Getting Started on Spark workload qualification

The RAPIDS Accelerator for Apache Spark runs as many operations as possible on the GPU. If there are operators which do not yet run on GPU, they will seamlessly fallback to the CPU. There may be some performance overhead because of host memory to GPU memory transfer. When converting an existing Spark workload from CPU to GPU, it is recommended to do an analysis to understand if there are any features (functions, expressions, data types, data formats) that do not yet run on the GPU. Understanding this will help prioritize workloads that are best suited to the GPU.

Significant performance benefits can be gained even if all operations are not yet fully supported by the GPU. It all depends on how critical the portion that is executing on the CPU is to the overall performance of the query.

This article describes the tools we provide and how to do gap analysis and workload qualification.

1. Qualification and Profiling tool

Requirements

Spark event logs from Spark 2.x or 3.x
Spark 3.0.1+ jars
rapids-4-spark-tools jar

How to use

If you have Spark event logs from prior runs of the applications on Spark 2.x or 3.x, you can use the Qualification tool and Profiling tool to analyze them. The qualification tool outputs the score, rank and some of the potentially not-supported features for each Spark application. For example, the CSV output can print Unsupported Read File Formats and Types, Unsupported Write Data Format and Potential Problems which are the indication of some not-supported features. Its output can help you focus on the Spark applications which are best suited for the GPU.
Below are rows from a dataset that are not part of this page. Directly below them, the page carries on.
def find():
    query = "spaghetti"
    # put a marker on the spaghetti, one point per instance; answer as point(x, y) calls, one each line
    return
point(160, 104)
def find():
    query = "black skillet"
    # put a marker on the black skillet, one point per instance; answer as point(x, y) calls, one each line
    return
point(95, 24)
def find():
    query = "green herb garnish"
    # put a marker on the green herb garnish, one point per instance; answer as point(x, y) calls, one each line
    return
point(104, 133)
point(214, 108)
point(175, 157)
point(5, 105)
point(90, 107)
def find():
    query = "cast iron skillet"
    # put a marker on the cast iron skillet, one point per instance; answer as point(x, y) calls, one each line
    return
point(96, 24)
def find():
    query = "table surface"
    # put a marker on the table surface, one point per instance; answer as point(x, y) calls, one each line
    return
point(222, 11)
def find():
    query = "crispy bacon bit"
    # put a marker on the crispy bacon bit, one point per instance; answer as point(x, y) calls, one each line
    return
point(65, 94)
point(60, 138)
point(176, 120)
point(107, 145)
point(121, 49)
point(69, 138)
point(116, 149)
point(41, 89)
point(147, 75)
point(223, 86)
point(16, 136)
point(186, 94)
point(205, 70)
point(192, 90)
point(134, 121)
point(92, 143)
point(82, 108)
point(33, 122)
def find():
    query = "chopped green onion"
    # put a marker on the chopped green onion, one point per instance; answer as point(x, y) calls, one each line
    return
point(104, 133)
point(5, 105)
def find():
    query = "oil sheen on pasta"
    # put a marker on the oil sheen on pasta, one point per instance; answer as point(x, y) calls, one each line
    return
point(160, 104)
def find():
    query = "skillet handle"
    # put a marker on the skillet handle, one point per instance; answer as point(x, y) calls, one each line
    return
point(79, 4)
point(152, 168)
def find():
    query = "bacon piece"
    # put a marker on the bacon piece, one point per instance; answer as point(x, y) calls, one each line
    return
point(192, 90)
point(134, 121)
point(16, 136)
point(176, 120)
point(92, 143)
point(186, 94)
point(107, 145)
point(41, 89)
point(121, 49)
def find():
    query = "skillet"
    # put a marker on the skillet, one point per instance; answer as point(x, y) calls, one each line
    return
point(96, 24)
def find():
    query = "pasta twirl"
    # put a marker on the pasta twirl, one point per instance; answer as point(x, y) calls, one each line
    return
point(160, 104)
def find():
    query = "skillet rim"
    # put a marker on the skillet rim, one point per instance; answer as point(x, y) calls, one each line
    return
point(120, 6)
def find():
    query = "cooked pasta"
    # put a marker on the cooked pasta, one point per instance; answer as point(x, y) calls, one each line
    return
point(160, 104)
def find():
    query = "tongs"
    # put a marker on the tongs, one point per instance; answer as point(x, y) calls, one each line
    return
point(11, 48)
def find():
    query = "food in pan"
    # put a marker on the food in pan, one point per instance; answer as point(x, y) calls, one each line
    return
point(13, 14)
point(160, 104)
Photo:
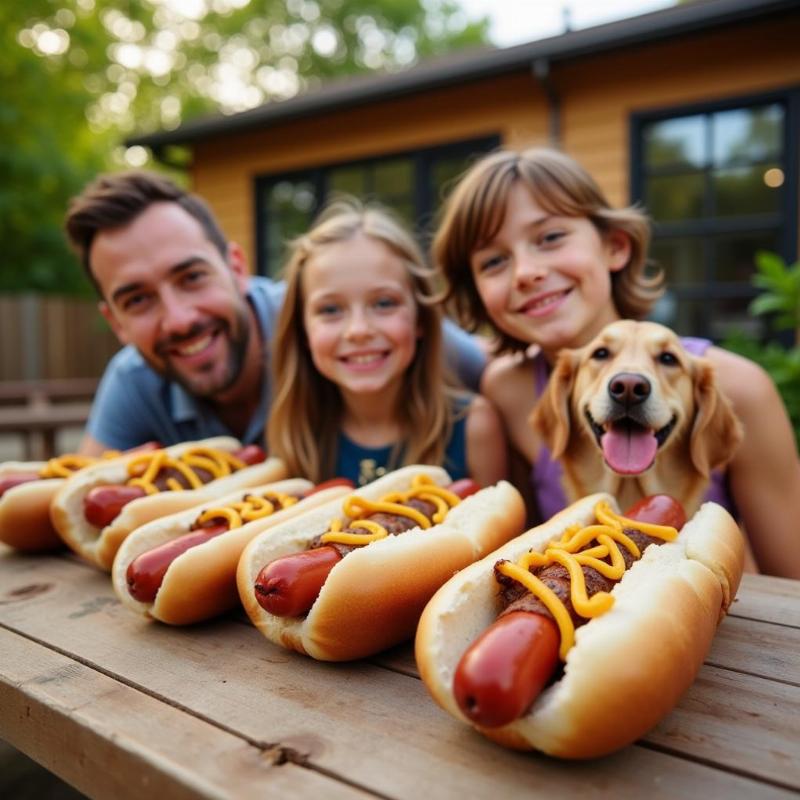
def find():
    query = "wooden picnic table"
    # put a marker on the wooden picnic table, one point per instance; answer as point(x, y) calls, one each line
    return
point(38, 410)
point(125, 708)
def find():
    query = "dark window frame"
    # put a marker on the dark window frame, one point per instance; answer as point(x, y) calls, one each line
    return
point(787, 217)
point(423, 160)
The profiling tool outputs SQL plan metrics and also prints out actual query plans to provide more insights. In the following example the profiling tool output for a specific Spark application shows that it has a query with a large HashAggregate and SortMergeJoin. Those are indicators for a good candidate application for the RAPIDS Accelerator.

+--------+-----+------+----------------------------------------------------+-------------+------------------------------------+-------------+----------+
|appIndex|sqlID|nodeID|nodeName                                            |accumulatorId|name                                |max_value    |metricType|
+--------+-----+------+----------------------------------------------------+-------------+------------------------------------+-------------+----------+
|1       |88   |8     |SortMergeJoin                                       |11111        |number of output rows               |500000000    |sum       |
|1       |88   |9     |HashAggregate                                       |22222        |number of output rows               |600000000    |sum       |

Since the two tools are only analyzing Spark event logs they do not have the detail that can be captured from a running Spark job. However it is very convenient because you can run the tools on existing logs and do not need a GPU cluster to run the tools.

2. Function `explainPotentialGpuPlan`

Requirements

A Spark 3.x CPU cluster
The rapids-4-spark and cudf jars
Ability to modify the existing Spark application code

How to use

Starting with version 21.12 of the RAPIDS Accelerator, a new function named explainPotentialGpuPlan is added which can help us understand the potential GPU plan and if there are any unsupported features on a CPU cluster. Basically it can return output which is the same as the driver logs with spark.rapids.sql.explain=all.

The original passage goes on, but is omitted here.